Purist will say that they have missed the point of the climb; that it is not about getting to said geographical location but instead to experience fully that which is to be discovered, as did the original explorers. The peak baggers say it is great motivation.
This reminds me of spiritual seekers; myself included. Going from one technique to another, as if the accumulation of superficial knowledge of a certain technique will lead to anything real and sustainable.
Like the mountaineers, seekers often find it very motivating to try something new.
Here are some reasons why we may ping-pong from one technique to the next:
- We hear that one technique is “faster” or easier than another.
- Technology says that it has the answer. (Binaural beats anyone?)
- Science: We find that one technique has been studied and amazing results have been found.
- A source of a particular technique is more pure, from an unbroken lineage for example, or divinely received, so it must be better.
- The guy or girl we like is into a particular practice, so…
The reality is that learning about ourselves is about what happens after we unpackage the technique. It is like worrying about the package your food comes in instead of the actual food itself. The actual food is YOU. There may be many different wrappers, but once they are unwrapped, it is always the same nutritious you inside.
Breathe in the aroma, taste the wisdom, binge on the love that you find. Drink the spontaneous devotion.
There is an infinite buffet of treasures within. Don’t get caught up in the branding of a particular technique and miss the sweet stuff that it has inside.
Deep Water is Still Water
Here is the deal. Whatever practice you decide to do, whether it is mantra meditation, Transcendental meditation, Mindfulness, Kundalini, practices of the heart (Metta), the invitation is to go deep.

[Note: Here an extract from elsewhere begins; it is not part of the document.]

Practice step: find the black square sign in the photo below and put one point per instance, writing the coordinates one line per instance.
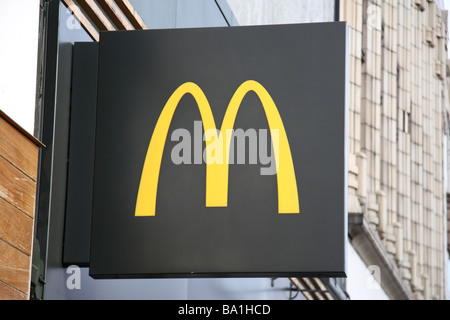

Stay with a practice a while, let it sink in. This might be for a year or two or much longer. This is not to say you can’t have more than one technique in your repertoire (I do) but stick with them. If you like to have a devotional aspect to your practice, along with a more concentration based techniques, great, but do those deeply.
Keep traveling inward, get your butt on the cushion. This is where the feast is, in the silence, in the depths.